1. Standard memberroyalchicken
    CHAOS GHOST!!!
    Elsewhere
    Joined
    29 Nov '02
    Moves
    17317
    25 Jun '03 16:56
    Originally posted by Acolyte


    Also, could you give me the objective function that the hiring officer is trying to maximise? It can't be as simple as 'probability of best candidate being selected', because then he would just interview everyone so he could be sure of finding the best one.
    I still don't understand the merits of this strategy.

    This is because I haven't explained it properly...😳.
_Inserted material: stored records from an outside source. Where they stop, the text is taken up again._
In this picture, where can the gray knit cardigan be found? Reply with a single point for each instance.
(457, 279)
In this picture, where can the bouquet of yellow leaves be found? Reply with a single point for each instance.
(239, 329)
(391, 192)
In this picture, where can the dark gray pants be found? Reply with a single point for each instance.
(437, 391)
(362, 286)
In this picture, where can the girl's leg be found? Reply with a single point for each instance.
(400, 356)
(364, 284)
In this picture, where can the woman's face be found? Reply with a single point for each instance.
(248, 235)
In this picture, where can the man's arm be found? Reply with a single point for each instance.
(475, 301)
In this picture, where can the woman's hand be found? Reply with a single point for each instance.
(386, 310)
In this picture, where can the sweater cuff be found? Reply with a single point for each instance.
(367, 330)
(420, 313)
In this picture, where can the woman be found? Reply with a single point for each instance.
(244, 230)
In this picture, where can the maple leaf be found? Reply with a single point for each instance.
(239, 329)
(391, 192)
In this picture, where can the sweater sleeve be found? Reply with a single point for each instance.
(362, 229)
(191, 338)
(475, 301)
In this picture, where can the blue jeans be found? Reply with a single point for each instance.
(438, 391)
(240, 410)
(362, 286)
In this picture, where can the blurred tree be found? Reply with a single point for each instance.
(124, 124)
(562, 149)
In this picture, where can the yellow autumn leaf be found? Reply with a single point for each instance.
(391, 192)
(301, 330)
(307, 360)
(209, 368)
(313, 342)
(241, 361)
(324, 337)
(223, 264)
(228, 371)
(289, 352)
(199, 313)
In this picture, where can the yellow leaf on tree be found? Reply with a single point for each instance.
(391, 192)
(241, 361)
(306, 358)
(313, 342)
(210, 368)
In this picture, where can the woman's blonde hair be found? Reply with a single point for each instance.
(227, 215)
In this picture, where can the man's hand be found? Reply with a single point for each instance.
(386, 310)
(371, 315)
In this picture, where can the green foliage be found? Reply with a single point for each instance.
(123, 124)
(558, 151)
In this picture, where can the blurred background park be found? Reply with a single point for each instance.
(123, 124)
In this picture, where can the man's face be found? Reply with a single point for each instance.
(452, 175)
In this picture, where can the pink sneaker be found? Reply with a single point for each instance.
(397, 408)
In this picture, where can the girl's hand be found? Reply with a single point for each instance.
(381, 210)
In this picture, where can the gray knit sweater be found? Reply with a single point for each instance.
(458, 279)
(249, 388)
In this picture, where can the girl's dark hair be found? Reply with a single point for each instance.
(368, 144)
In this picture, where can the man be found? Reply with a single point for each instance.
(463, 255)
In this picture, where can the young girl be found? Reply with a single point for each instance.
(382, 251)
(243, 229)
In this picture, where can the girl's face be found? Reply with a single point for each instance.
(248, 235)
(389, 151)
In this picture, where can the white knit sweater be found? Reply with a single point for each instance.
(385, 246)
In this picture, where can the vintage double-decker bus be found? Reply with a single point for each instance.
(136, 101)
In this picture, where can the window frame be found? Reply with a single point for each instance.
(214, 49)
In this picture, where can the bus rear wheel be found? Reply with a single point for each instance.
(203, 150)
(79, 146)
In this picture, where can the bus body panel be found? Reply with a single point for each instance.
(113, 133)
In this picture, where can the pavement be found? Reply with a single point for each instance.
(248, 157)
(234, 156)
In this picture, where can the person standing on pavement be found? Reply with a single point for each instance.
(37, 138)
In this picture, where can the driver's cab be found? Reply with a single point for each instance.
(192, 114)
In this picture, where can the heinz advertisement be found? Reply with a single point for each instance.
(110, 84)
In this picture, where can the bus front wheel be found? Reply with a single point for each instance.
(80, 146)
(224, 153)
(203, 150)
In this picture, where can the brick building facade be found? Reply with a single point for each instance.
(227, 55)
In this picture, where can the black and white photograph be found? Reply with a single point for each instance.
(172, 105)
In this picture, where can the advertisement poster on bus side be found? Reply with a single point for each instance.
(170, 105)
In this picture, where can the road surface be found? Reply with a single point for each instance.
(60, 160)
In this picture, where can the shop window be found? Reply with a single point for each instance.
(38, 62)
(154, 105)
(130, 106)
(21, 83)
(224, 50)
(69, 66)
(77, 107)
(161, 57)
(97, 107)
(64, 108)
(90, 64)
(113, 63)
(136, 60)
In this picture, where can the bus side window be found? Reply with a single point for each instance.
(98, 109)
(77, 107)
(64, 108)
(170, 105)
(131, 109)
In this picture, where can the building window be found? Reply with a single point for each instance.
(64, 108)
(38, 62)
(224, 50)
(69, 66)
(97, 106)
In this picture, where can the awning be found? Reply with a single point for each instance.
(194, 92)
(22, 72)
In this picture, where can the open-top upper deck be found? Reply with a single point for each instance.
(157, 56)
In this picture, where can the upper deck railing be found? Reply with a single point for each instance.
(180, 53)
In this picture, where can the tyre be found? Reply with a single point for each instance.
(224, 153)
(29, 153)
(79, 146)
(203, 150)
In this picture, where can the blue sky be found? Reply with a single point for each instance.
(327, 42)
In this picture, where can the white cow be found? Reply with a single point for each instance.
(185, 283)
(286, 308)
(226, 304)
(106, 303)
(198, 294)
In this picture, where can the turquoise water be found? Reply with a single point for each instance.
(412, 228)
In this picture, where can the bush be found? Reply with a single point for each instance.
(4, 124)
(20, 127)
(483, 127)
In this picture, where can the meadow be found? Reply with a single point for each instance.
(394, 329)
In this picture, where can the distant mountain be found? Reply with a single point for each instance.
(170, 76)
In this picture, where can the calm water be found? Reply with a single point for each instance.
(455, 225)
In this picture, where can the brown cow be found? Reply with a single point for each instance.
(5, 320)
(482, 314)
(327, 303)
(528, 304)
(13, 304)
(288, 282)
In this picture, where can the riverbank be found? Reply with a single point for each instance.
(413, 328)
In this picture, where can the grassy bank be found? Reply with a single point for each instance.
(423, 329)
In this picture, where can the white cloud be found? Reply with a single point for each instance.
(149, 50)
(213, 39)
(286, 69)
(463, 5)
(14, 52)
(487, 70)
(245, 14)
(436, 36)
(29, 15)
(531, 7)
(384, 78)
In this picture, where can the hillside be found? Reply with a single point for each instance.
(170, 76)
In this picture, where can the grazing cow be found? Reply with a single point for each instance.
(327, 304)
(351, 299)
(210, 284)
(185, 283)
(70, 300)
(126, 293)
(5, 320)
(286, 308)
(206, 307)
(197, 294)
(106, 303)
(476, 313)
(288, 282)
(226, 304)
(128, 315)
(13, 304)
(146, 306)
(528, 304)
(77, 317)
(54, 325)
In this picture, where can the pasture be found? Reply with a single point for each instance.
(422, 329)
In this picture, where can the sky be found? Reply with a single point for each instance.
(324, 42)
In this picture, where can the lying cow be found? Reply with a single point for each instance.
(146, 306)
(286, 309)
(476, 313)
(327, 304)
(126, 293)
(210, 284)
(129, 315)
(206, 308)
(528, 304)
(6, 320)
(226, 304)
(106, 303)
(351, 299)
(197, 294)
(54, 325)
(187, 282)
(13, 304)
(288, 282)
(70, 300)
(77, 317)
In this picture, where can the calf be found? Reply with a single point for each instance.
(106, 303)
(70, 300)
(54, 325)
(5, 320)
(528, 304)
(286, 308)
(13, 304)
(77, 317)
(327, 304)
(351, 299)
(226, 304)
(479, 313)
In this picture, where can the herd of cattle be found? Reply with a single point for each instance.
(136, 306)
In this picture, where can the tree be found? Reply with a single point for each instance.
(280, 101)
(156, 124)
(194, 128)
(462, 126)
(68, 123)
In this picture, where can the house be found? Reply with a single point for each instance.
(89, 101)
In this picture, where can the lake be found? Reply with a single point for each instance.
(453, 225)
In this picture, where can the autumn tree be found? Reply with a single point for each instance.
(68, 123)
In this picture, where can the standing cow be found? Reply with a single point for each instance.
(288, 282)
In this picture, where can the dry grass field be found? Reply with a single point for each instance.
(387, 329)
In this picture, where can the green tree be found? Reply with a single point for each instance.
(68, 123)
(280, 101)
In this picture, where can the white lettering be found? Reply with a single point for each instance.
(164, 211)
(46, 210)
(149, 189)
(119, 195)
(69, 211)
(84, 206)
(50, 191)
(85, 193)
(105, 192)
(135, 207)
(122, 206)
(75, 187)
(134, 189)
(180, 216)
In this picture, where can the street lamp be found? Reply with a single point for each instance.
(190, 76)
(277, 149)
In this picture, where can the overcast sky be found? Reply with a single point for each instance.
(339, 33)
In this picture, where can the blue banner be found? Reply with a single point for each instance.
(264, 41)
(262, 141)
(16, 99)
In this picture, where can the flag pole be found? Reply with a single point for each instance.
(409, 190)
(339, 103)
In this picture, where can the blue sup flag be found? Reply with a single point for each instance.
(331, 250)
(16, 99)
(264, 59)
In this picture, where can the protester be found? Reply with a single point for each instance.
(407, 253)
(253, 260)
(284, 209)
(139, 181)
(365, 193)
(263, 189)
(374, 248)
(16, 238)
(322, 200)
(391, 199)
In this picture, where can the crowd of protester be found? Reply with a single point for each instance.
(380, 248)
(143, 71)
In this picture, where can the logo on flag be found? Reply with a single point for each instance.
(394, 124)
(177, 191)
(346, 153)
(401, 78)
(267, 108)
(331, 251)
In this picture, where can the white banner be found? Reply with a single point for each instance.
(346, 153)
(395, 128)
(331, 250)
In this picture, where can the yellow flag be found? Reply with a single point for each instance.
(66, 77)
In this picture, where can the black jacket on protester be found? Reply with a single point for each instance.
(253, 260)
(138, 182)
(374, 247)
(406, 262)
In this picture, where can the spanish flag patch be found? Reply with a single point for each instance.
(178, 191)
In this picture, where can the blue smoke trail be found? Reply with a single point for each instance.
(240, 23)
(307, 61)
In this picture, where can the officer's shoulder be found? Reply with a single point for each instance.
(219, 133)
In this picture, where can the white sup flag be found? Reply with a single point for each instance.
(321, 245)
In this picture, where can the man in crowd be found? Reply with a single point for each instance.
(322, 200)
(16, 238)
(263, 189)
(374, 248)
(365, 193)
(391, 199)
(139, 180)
    The officer INTERVIEWS the first M, and rejects them out of hand. He then interviews the rest, and selects the first one to have a higher score on the objective criteria than the rest. If such a candidate does not exist, he hires the last candidate by default (that is what I forgot to mention). Furthermore, remember the crucial detail: A PROSPECTIVE PRANCER MUST BE ACCEPTED OR REJECTED IMMEDIATELY FOLLOWING HIS INTERVIEW (before others are interviewed). Given this strategy, I am asking you to tell me what value of M maximizes the probability that the best candidate is chosen. M is different from zero. Also, given that this is done properly, what is the probability that the best candidate is hired, and where should you put yourself in line. I think that I may have left the cruciall detail out of my initial explanation, which gives rise to the problems you astutely mentioned.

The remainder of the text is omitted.